Murao, yanlış bir şey yapmanın tedirginliği içerisinde doktorunun dediklerini yaptı ve onay almak istercesine başını kaldırıp ona baktı.

"Evet, işte böyle Murao. Harika bir anne olacaksın."

"Değil mi ama?!" Demişti Liliana heyecanla.

"Yaa!"
Başını Liliana'nın omzuna koydu Petra.

"Benim yapabileceğim bir şey var mı?" Diye sordu Levi, Murao'dan gözlerini zorlukla çekerek.

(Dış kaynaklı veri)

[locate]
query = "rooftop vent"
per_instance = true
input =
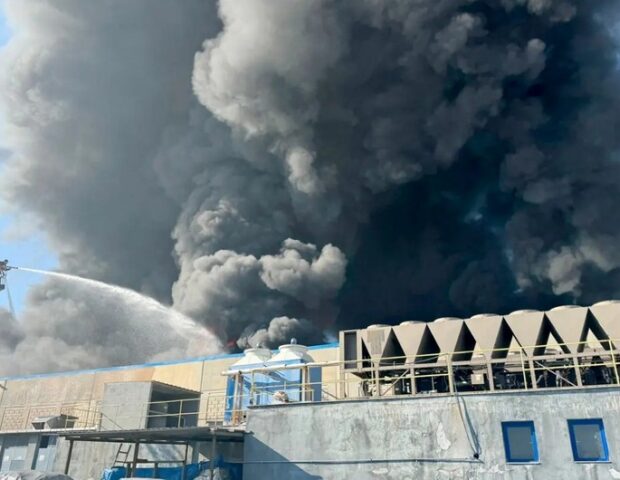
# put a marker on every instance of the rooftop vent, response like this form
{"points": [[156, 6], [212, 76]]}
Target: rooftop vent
{"points": [[54, 422]]}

"Evet, siz de diğerini emzirmeyi deneyebilirsiniz." Dediğinde herkes gülmüştü, ancak Levi somurtmuştu.

"Yani genel açıdan sormuştum..." diyerek gözlerini devirdi.
"Bu süreçte eşime yardımcı olmam gerekiyor, değil mi? Yani babanın yapacağı hiçbir şey yok mu?"

"Elbette var." Dedi Doktor, tebessüm ederek." Eşiniz bebeklerle çok fazla içli dışlı olacağı için ondan ilginizi eksik etmeyin. Lohusa dönemleri zordur."

"Evet, peki başka?"

"Ve onu çok sevin, bu kadarı ona yetecek ve artacaktır."

Levi, Murao'ya bakıp tebessüm etti.
"Onu çok seviyorum zaten."

"Yaa..." dedi Murao, duygulanarak." Ben de seni çok seviyorum."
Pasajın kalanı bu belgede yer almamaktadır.